Your goal is to answer these questions:
- What is the overall structure?
- Any design/layout hints for how we can build a web-based application based on this document?
- What terminology is used? What are the entities?
- What is the underlying logic of the sheet? What formulas are used?
- What are the relationships between the different sheets (if there are multiple sheets)?
- What tables or ranges are suitable to convert to tables in a relational database (if any)?
- Which entities represent manageable data (records the user would create, edit, delete -- e.g. contacts, orders, activities) vs reference/lookup data (static lists, configuration, categories)?

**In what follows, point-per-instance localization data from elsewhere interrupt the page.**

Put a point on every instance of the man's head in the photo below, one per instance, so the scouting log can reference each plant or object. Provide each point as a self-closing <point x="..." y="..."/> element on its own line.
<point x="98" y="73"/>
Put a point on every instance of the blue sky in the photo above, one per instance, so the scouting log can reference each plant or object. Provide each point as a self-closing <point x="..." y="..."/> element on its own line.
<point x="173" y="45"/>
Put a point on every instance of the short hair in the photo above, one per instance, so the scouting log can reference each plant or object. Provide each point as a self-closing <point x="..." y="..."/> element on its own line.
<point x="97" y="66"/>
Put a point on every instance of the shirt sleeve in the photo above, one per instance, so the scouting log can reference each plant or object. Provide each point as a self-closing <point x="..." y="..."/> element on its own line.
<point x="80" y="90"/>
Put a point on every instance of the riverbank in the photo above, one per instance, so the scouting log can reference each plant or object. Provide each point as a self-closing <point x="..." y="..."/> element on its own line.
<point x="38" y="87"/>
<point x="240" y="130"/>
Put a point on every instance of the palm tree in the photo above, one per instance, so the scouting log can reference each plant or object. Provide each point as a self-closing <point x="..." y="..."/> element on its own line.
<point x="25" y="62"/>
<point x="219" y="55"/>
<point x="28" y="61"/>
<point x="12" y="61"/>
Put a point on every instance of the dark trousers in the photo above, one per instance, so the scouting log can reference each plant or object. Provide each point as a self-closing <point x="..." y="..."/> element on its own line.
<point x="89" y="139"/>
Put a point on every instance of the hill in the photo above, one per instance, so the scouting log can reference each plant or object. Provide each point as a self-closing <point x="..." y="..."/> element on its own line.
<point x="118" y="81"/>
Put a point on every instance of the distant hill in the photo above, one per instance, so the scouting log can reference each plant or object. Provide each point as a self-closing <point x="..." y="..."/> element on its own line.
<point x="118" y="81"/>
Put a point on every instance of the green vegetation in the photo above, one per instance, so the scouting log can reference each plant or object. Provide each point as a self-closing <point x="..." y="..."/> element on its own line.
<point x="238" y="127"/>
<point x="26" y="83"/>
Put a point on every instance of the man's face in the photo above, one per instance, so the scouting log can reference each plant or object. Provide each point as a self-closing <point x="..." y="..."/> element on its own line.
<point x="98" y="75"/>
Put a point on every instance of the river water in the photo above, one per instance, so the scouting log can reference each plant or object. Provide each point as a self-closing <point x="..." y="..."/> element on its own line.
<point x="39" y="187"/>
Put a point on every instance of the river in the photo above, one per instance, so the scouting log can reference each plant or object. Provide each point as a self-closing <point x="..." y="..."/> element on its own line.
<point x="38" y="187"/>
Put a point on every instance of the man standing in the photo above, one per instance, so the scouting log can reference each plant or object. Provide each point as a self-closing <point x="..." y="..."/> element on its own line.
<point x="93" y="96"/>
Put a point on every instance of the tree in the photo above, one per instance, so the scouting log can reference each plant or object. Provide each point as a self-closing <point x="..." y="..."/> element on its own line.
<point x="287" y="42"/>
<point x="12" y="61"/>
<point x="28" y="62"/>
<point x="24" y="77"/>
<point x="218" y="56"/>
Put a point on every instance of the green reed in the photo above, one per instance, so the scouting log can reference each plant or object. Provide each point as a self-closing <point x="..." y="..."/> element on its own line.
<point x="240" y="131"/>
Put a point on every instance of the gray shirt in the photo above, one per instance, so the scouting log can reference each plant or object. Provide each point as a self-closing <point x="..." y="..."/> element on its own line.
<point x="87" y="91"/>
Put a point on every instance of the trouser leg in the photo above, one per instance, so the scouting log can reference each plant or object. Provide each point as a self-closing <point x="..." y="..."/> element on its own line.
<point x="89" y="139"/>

- After inspecting the Excel file and identifying all data ranges suitable for conversion, extract the data:
Step 3: Present the Conversion Plan
Given the research output, present the user with a plan using the following structure:
# Excel to Ivy Conversion Plan
**File:** [path to xlsx file]
## Create Database
**Connection Name:** MyCompanyCrm
**Namespace:** MyCompanyCrm.Connections.MyCompanyCrm
The document contains the following entities that should be converted to tables in a database:
### Table:Customers
**Sheet:** Sheet1
**Range:** A1:D90
**Columns:**
- name: name
type: string
nullable: false
normalization: Trim(UpperCase(Value))
- name: Age
type: int
nullable: false
default: 0
normalisation: <None>
- name: Gender
type: Enum
nullable: false
values: Male, Female, Other
normalization: The source file has some misspelled values 'Femal' these should be mapped to "Female"
- ...
### Table:Orders
## Apps
For each app, assign a **Type:**
- `CRUD` -- When the app is backed by a database table containing entity records that users would create, edit, and delete (e.g. contacts, orders, activities, deals). CRUD apps should include: DataTable with Add button in header, Sheet/Dialog for create/edit forms with validation, delete via row action with confirmation dialog.

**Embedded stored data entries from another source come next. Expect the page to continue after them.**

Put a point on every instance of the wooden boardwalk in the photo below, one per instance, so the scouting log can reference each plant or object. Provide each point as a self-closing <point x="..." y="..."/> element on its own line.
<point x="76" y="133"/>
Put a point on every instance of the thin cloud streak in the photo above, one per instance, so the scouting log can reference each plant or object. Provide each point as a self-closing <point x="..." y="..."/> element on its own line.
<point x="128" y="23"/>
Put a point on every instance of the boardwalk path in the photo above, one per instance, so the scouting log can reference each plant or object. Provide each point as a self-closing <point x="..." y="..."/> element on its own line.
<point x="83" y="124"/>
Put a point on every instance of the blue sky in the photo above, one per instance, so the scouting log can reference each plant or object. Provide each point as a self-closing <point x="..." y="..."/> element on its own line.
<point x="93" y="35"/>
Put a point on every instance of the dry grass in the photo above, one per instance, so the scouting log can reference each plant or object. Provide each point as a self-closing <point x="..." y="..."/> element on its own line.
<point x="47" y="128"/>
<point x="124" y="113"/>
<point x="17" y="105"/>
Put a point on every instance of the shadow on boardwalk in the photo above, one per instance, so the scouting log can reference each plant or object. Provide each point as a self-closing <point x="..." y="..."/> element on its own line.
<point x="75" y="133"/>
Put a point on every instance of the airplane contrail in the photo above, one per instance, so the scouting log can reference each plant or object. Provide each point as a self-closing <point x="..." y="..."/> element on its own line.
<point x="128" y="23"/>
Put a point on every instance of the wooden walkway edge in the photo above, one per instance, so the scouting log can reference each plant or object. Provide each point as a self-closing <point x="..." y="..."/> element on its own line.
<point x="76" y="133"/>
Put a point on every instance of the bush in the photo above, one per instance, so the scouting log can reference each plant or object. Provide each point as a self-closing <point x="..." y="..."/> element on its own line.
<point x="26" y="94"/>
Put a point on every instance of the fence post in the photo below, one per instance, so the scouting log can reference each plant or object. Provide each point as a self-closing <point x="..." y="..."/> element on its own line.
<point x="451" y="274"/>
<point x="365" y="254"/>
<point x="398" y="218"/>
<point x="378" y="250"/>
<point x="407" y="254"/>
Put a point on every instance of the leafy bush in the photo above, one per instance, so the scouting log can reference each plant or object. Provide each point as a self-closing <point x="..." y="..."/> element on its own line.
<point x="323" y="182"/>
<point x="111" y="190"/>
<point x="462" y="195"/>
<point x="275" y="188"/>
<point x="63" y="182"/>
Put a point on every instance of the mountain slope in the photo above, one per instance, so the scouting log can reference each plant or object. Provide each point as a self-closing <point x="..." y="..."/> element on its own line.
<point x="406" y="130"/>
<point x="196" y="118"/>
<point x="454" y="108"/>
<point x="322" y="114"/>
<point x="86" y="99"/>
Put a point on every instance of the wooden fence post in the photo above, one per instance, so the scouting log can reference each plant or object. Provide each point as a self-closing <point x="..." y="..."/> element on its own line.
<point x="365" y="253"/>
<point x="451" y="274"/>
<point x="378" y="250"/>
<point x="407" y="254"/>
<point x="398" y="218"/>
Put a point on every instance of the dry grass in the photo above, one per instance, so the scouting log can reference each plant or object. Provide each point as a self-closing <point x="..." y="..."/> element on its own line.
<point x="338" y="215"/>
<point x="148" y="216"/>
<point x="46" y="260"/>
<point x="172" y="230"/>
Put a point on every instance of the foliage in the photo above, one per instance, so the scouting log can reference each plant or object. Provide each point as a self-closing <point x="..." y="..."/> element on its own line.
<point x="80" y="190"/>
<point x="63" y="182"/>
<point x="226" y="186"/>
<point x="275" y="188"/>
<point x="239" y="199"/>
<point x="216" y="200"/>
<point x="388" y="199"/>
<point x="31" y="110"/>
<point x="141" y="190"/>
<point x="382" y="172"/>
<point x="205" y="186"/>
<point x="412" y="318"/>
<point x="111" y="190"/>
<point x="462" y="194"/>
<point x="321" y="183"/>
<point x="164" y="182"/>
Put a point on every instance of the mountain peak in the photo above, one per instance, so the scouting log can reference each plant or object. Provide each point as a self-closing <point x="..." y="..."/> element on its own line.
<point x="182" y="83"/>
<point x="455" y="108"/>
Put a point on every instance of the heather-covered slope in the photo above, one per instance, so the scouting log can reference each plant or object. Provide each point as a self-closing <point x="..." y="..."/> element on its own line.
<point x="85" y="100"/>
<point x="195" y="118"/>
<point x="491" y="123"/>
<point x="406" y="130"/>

- `Dashboard` -- For summary, analytics, or reporting views.
- `Ad-hoc` -- For utility or custom apps that don't fit the above categories.
Default to `CRUD` for any app backed by a database table with entity data. Only use read-only views when the user explicitly requests it or the data is reference/lookup data.
### App:Customers
**File:** /Apps/CustomersApp.cs
**Icon:** User
**Table:** Customers
**Type:** CRUD
**Description:**
Full CRUD management for customer records: DataTable with Add button, Sheet for create/edit forms with validation, delete via row action with confirmation.
### App:Dashboard
**File:** /Apps/DashboardApp.cs
**Icon:** Dashboard
**Type:** Dashboard
**Description:**
...
### App:Quote
**File:** /Apps/QuoteApp.cs
**Icon:** Numbers
**Type:** CRUD
**Description:**
Full CRUD management for quote records: DataTable with Add button, Sheet for create/edit forms with validation, delete via row action with confirmation.
## Other Notes
...
Step 4: Implementation
Implement the plan approved by the user in the previous step.

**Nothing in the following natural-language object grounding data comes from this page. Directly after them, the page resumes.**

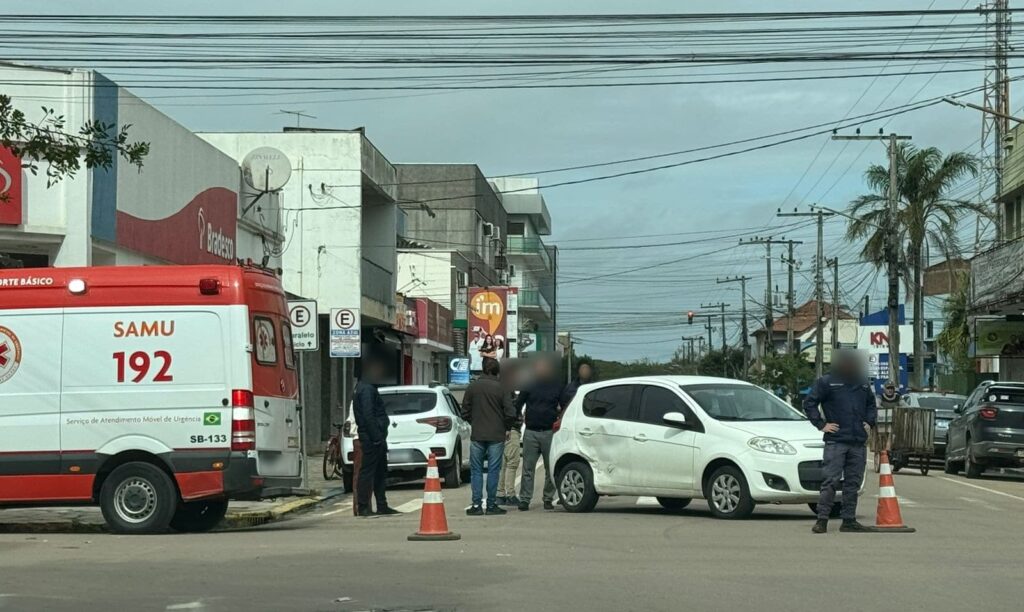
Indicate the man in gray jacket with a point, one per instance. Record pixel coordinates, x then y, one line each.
487 406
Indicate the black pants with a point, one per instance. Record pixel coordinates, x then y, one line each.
373 475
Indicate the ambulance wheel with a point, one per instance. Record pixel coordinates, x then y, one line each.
138 497
200 516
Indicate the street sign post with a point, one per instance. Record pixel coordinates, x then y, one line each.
305 332
345 333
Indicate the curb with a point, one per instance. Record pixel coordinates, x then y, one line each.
231 521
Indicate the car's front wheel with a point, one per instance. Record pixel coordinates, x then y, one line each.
728 494
576 487
674 504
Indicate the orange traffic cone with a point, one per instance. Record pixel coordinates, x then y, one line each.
889 519
433 524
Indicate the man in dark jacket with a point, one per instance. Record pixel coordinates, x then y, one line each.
373 423
544 401
848 403
585 374
487 406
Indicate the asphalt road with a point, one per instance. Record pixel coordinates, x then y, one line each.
628 555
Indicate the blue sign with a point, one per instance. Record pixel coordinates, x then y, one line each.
459 370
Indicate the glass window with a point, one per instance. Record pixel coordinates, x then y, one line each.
609 402
265 341
286 340
741 402
409 403
655 402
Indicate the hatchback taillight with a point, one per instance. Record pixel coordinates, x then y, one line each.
243 420
442 425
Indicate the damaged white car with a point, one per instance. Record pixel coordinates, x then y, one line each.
677 438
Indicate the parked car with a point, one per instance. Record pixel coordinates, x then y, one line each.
677 438
424 420
987 431
944 405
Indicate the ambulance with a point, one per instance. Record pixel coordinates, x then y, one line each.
158 393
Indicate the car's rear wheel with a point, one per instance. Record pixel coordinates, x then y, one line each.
972 469
197 517
453 471
835 513
576 487
674 504
728 495
138 497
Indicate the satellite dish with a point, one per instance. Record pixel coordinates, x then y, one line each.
266 169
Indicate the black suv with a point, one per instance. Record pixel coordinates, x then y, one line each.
988 430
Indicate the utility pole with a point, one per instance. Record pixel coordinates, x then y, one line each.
769 315
742 302
819 262
892 248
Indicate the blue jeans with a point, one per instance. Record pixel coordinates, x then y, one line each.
493 451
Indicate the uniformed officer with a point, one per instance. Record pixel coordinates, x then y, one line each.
847 401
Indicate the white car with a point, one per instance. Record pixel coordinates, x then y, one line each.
424 420
677 438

Post-run: Evaluate and Improve
After completing the task:
- Evaluate: Did the build succeed? Were there compilation errors, unexpected behavior, or manual corrections needed during this run?
- Update learnings: If anything required correction or was surprising, append a concise entry to
.ivy/learnings/ivy-convert-excel.md (create the file and .ivy/learnings/ directory if they don't exist). Each entry should note: the date, what went wrong, why, and what to do differently next time.
- Skip if clean: If everything succeeded without issues, do not update the learnings file.